Dataset
I am working on a dataset collected from more than 20 hospitals. I used the glmer
command to estimate a mixed-effects logistic regression model with the following as patient-level predictors:
- age (patient's age; a continuous variable),
- cci (Charlson Comorbidity Index; a continuous variable),
- sex (patient's sex; man vs. woman),
- race (patient's race; Asian vs. Black vs. South Asian vs. White), and
- htn (has hypertension vs. no hypertension).
I used the hospital variable (the hospital that recruited patients) to estimate the random intercept.
Problem
My code for mixed-model (worked very smoothly):
mixed_died30in <- glmer(died30in ~ age + cci + sex + race + htn + infx_source + (1 | hospital), data = passem, family = binomial, control = glmerControl(optimizer = "Nelder_Mead"), nAGQ = 10)
Then I used the mfp
command:
mfp_died30in <- mfp(glmer(died30in ~ fp(age, df = 4, select = 0.05) + fp(cci, df = 4, select = 0.05) + sex + race + htn + infx_source + (1 | hospital), family = binomial, data = passem, control = glmerControl(optimizer = "Nelder_Mead"), nAGQ = 10))

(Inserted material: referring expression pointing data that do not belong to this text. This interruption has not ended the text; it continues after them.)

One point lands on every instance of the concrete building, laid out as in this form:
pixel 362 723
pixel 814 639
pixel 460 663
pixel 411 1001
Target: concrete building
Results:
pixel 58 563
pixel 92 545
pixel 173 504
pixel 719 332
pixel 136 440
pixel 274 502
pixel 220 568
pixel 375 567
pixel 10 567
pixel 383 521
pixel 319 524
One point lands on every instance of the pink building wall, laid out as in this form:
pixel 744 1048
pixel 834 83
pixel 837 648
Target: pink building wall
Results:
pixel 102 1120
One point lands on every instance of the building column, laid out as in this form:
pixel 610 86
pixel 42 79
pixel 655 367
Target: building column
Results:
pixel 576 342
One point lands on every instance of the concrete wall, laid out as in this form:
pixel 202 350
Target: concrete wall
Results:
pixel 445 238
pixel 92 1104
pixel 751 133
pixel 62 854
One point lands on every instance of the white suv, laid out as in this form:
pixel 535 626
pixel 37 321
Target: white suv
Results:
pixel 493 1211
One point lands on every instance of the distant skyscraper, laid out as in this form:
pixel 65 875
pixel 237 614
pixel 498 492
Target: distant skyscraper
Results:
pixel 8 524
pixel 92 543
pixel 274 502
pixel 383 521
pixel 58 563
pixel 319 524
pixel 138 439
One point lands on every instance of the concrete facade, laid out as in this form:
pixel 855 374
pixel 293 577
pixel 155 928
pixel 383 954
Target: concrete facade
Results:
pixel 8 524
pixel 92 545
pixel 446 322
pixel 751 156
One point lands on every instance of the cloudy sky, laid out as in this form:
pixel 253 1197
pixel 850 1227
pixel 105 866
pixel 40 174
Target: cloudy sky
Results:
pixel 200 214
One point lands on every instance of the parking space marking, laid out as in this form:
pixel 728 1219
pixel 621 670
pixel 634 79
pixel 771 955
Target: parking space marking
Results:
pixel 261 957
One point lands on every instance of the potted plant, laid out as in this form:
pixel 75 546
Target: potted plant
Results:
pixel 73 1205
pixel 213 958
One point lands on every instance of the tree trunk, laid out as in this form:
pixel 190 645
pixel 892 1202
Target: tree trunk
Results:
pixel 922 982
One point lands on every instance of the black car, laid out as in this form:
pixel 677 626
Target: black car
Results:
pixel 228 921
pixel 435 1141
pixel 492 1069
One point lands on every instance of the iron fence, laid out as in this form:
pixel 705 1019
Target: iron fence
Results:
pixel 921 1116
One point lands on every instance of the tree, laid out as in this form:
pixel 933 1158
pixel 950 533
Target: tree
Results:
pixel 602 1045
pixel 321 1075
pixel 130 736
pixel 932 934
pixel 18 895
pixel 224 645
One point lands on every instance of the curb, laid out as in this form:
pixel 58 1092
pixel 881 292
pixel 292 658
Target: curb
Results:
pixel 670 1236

The following error appeared:
Error in fixed.only && random.only : invalid 'x' type in 'x && y'
In addition: Warning message:
In checkConv(attr(opt, "derivs"), opt$par, ctrl = control$checkConv, :
Model is nearly unidentifiable: large eigenvalue ratio
- Rescale variables?
Questions
- Does the
mfp
command from the mfp package in R support mixed-effect models? - Is (are) there any problem(s) in my code?